Two unlike forces of equal magnitudes `3hat(i)+hat(k)` and `-3hat(i)-hat(k)` acting at the points `hat(i)+2hat(j)-hat(k)` and `2hat(i)-hat(j)+3hat(k)` respectively. Find the moment of the coupie formed by the forces.

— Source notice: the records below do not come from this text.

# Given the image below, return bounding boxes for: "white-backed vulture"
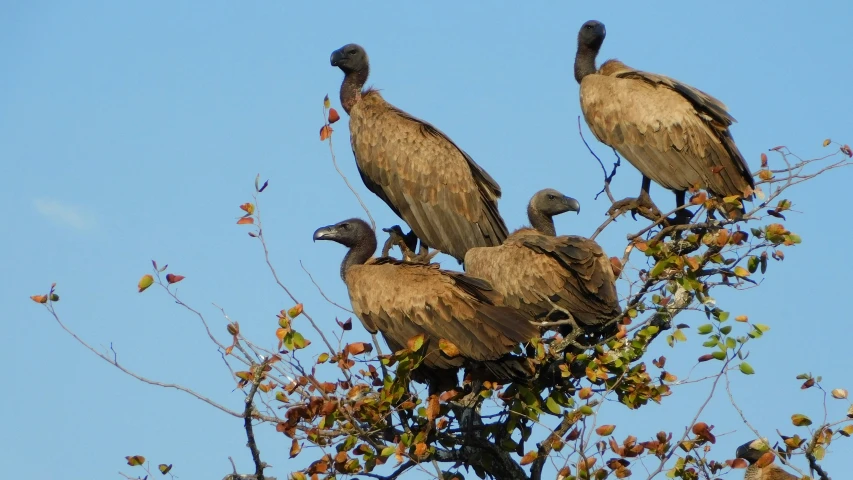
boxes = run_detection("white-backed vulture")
[314,218,539,391]
[331,44,507,263]
[575,20,755,222]
[465,188,621,342]
[736,439,800,480]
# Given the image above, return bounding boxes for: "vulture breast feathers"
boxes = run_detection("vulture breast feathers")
[575,20,754,198]
[331,45,507,262]
[737,440,800,480]
[465,189,621,336]
[314,219,539,390]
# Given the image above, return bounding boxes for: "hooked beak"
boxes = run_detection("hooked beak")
[329,48,344,67]
[563,197,581,214]
[314,225,335,242]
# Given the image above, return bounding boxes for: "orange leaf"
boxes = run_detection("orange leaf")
[519,450,539,466]
[426,395,441,421]
[755,450,776,468]
[137,275,154,293]
[287,303,303,318]
[415,442,427,457]
[329,108,341,123]
[346,342,373,355]
[438,338,462,358]
[290,438,302,458]
[610,257,622,277]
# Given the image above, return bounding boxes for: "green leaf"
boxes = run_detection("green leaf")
[739,362,755,375]
[545,397,561,415]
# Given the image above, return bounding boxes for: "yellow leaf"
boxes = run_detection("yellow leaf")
[137,275,154,293]
[519,450,539,466]
[438,338,462,358]
[735,267,749,277]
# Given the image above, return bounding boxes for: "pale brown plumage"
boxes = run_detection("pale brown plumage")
[465,189,621,340]
[575,20,754,219]
[736,440,800,480]
[314,219,538,390]
[332,45,507,262]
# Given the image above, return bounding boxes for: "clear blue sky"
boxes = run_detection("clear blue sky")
[0,1,853,479]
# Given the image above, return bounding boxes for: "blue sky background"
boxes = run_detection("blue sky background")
[0,1,853,479]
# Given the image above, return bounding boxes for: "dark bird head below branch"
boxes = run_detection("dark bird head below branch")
[575,20,607,83]
[735,439,767,465]
[314,218,376,278]
[330,43,369,73]
[527,188,581,236]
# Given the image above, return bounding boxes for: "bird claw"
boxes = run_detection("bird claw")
[607,195,663,222]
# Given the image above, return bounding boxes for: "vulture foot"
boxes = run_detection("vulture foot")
[666,208,693,225]
[382,225,417,261]
[607,192,663,222]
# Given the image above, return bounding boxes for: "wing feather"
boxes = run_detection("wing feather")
[350,91,507,261]
[580,60,754,196]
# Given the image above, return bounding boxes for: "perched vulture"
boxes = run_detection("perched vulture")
[736,440,800,480]
[465,188,622,342]
[331,44,507,262]
[575,20,755,222]
[314,218,539,392]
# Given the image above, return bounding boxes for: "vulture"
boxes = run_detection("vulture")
[314,218,539,393]
[331,44,507,263]
[575,20,755,223]
[465,188,622,342]
[736,440,800,480]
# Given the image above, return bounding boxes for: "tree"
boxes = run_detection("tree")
[32,105,853,480]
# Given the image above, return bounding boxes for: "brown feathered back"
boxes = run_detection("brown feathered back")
[349,91,507,262]
[465,228,621,327]
[345,258,538,382]
[580,60,754,196]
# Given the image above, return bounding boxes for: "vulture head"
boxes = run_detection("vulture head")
[575,20,607,83]
[527,188,581,236]
[330,43,369,74]
[735,439,769,465]
[314,218,376,282]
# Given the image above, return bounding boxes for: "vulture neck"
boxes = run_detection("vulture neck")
[527,204,557,237]
[341,236,376,283]
[341,67,370,114]
[575,45,598,83]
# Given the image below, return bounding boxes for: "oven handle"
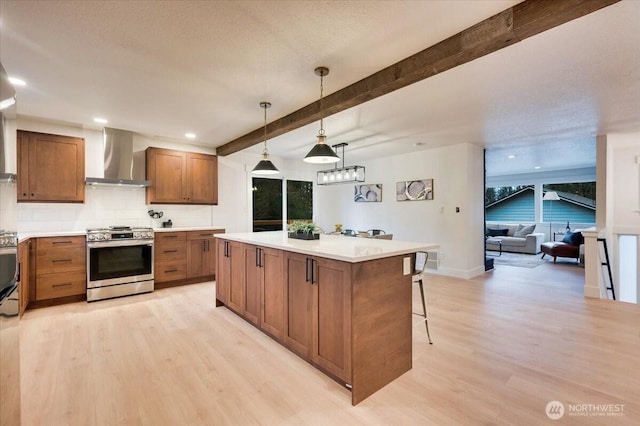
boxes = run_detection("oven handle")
[87,240,153,249]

To find the moment of the couple formed by the two forces, we will follow these steps: ### Step 1: Identify the Forces and Points We have two forces: - **Force F1**: \( \vec{F_1} = 3\hat{i} + \hat{k} \) acting at point \( A = \hat{i} + 2\hat{j} - \hat{k} \) - **Force F2**: \( \vec{F_2} = -3\hat{i} - \hat{k} \) acting at point \( B = 2\hat{i} - \hat{j} + 3\hat{k} \) ### Step 2: Calculate the Position Vector from A to B The position vector \( \vec{r} \) from point A to point B is given by: \[ \vec{r} = \vec{B} - \vec{A} = (2\hat{i} - \hat{j} + 3\hat{k}) - (\hat{i} + 2\hat{j} - \hat{k}) \] Calculating this: \[ \vec{r} = (2 - 1)\hat{i} + (-1 - 2)\hat{j} + (3 + 1)\hat{k} = \hat{i} - 3\hat{j} + 4\hat{k} \] ### Step 3: Calculate the Moment of the Couple The moment of the couple \( \vec{M} \) is given by the cross product of the position vector \( \vec{r} \) and one of the forces. We can use either force; here we will use \( \vec{F_1} \): \[ \vec{M} = \vec{r} \times \vec{F_1} \] Substituting the values: \[ \vec{M} = (\hat{i} - 3\hat{j} + 4\hat{k}) \times (3\hat{i} + \hat{k}) \] ### Step 4: Compute the Cross Product Using the determinant method for the cross product: \[ \vec{M} = \begin{vmatrix} \hat{i} & \hat{j} & \hat{k} \\ 1 & -3 & 4 \\ 3 & 0 & 1 \end{vmatrix} \] Calculating this determinant: \[ \vec{M} = \hat{i} \begin{vmatrix} -3 & 4 \\ 0 & 1 \end{vmatrix} - \hat{j} \begin{vmatrix} 1 & 4 \\ 3 & 1 \end{vmatrix} + \hat{k} \begin{vmatrix} 1 & -3 \\ 3 & 0 \end{vmatrix} \] Calculating each of the 2x2 determinants: 1. \( \begin{vmatrix} -3 & 4 \\ 0 & 1 \end{vmatrix} = (-3)(1) - (0)(4) = -3 \) 2. \( \begin{vmatrix} 1 & 4 \\ 3 & 1 \end{vmatrix} = (1)(1) - (4)(3) = 1 - 12 = -11 \) 3. \( \begin{vmatrix} 1 & -3 \\ 3 & 0 \end{vmatrix} = (1)(0) - (-3)(3) = 0 + 9 = 9 \) Putting it all together: \[ \vec{M} = -3\hat{i} + 11\hat{j} + 9\hat{k} \] ### Step 5: Final Result Thus, the moment of the couple is: \[ \vec{M} = -3\hat{i} + 11\hat{j} + 9\hat{k} \] ### Step 6: Magnitude of the Moment To find the magnitude of the moment: \[ |\vec{M}| = \sqrt{(-3)^2 + (11)^2 + (9)^2} = \sqrt{9 + 121 + 81} = \sqrt{211} \]